Additional Factors Affecting How Much House You Can Afford
Your income and outstanding debt are two critical figures in determining “How much house can I afford?”, but there are other factors to take into account:
Your Down Payment Size
A larger down payment affects how much house you can afford in several important ways:
- It reduces the amount you need to borrow, meaning that there’s more room in your budget for a larger house. Essentially, you can get more house while keeping your monthly payments the same.
- If your down payment is 20% or more, you won’t need private mortgage insurance (PMI), so you’ll have even more room in your budget per month.
- Lenders may offer you a lower interest rate if you have a larger down payment. The savings in interest frees up money for a more expensive house.
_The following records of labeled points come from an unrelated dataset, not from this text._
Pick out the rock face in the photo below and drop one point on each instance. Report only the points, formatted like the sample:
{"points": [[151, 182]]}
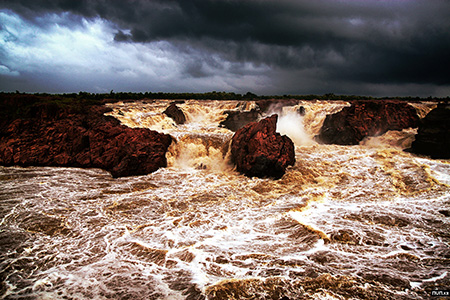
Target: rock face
{"points": [[45, 133], [238, 119], [433, 136], [258, 150], [366, 118], [174, 112], [275, 104]]}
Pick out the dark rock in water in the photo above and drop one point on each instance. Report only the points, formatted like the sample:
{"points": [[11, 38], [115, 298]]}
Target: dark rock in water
{"points": [[301, 111], [174, 112], [275, 105], [43, 132], [258, 150], [238, 119], [366, 118], [433, 136]]}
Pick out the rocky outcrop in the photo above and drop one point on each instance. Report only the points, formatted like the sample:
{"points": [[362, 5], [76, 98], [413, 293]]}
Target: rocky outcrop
{"points": [[258, 150], [174, 112], [433, 136], [366, 118], [238, 119], [275, 105], [48, 132]]}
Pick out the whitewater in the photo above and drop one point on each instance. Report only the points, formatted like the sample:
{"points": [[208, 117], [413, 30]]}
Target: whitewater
{"points": [[369, 221]]}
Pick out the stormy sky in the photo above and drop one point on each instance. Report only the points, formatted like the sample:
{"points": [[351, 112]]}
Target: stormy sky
{"points": [[364, 47]]}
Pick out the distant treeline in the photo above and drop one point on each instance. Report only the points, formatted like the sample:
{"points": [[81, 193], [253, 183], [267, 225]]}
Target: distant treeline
{"points": [[221, 96]]}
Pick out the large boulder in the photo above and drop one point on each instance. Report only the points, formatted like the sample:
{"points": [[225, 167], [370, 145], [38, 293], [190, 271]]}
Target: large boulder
{"points": [[258, 150], [366, 118], [433, 136], [238, 119], [174, 112], [48, 133]]}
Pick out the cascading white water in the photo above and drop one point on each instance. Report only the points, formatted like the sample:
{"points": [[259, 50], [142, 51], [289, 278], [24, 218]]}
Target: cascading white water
{"points": [[346, 222]]}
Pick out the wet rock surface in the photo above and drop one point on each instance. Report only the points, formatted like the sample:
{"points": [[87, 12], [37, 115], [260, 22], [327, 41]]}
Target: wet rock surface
{"points": [[366, 118], [238, 119], [433, 136], [258, 150], [174, 112], [43, 132]]}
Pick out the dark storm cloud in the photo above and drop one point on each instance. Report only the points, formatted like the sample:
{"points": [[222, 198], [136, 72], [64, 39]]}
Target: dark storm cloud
{"points": [[359, 41]]}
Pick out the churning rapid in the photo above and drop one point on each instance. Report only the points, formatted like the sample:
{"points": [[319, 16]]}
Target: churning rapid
{"points": [[346, 222]]}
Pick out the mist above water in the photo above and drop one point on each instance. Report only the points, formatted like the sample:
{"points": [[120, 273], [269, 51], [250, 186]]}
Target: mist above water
{"points": [[290, 123], [345, 222]]}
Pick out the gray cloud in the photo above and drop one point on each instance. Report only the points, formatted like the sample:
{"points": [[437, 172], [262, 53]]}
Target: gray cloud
{"points": [[343, 43]]}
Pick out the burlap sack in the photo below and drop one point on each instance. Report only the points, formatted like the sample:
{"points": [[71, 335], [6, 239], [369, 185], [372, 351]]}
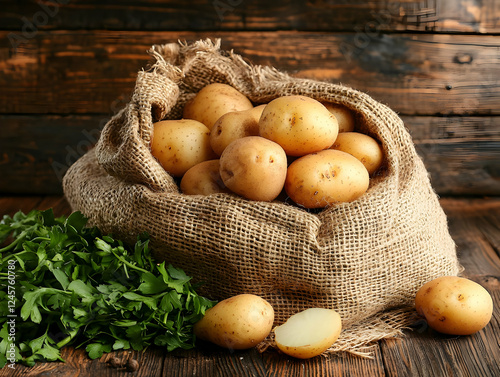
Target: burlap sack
{"points": [[365, 259]]}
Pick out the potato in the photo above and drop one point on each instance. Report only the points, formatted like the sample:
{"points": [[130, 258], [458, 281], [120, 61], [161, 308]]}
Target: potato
{"points": [[213, 101], [254, 168], [345, 116], [363, 147], [203, 179], [308, 333], [235, 125], [454, 305], [238, 322], [327, 177], [180, 144], [301, 125]]}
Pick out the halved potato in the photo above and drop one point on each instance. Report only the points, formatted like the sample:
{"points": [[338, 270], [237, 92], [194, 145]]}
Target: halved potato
{"points": [[308, 333]]}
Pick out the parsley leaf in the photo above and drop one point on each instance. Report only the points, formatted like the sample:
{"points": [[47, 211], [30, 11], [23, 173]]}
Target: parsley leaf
{"points": [[65, 283]]}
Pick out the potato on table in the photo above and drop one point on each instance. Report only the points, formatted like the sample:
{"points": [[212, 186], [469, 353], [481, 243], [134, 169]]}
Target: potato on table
{"points": [[238, 322], [454, 305], [308, 333]]}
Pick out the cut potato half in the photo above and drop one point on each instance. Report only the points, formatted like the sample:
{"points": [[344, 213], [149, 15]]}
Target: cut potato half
{"points": [[308, 333]]}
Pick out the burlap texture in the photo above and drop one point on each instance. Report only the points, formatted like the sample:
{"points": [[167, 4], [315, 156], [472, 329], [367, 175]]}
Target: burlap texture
{"points": [[365, 259]]}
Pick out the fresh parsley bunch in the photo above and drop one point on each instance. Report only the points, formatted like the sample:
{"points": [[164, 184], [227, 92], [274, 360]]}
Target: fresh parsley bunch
{"points": [[74, 285]]}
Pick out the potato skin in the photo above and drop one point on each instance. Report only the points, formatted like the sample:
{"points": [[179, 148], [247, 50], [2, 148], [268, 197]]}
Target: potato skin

- It can make you a more competitive bidder; sellers often prefer offers with larger down payments because the deals are less likely to fall through due to financing issues.
Interest Rates
Even a small change in mortgage rates can affect how much home you can afford. When interest rates are high, you may have to look at lower-priced homes. Depending on the economic outlook, it can make sense to wait until rates are lower. When asking “How much house can I afford?” keep an eye on expert predictions about upcoming changes.
Loan Type
FHA, VA, and USDA loans all have down payment requirements and loan terms that influence affordability. For example, FHA loans allow for lower down payments but also require PMI. Your lender can help you understand how your loan type could affect the amount you can afford to spend on a home.
Credit Score
Higher credit scores often mean better interest rates, which lowers your overall monthly costs, putting a more expensive home within your reach. If your credit score is low, consider working to improve it; that will enable you to afford more house.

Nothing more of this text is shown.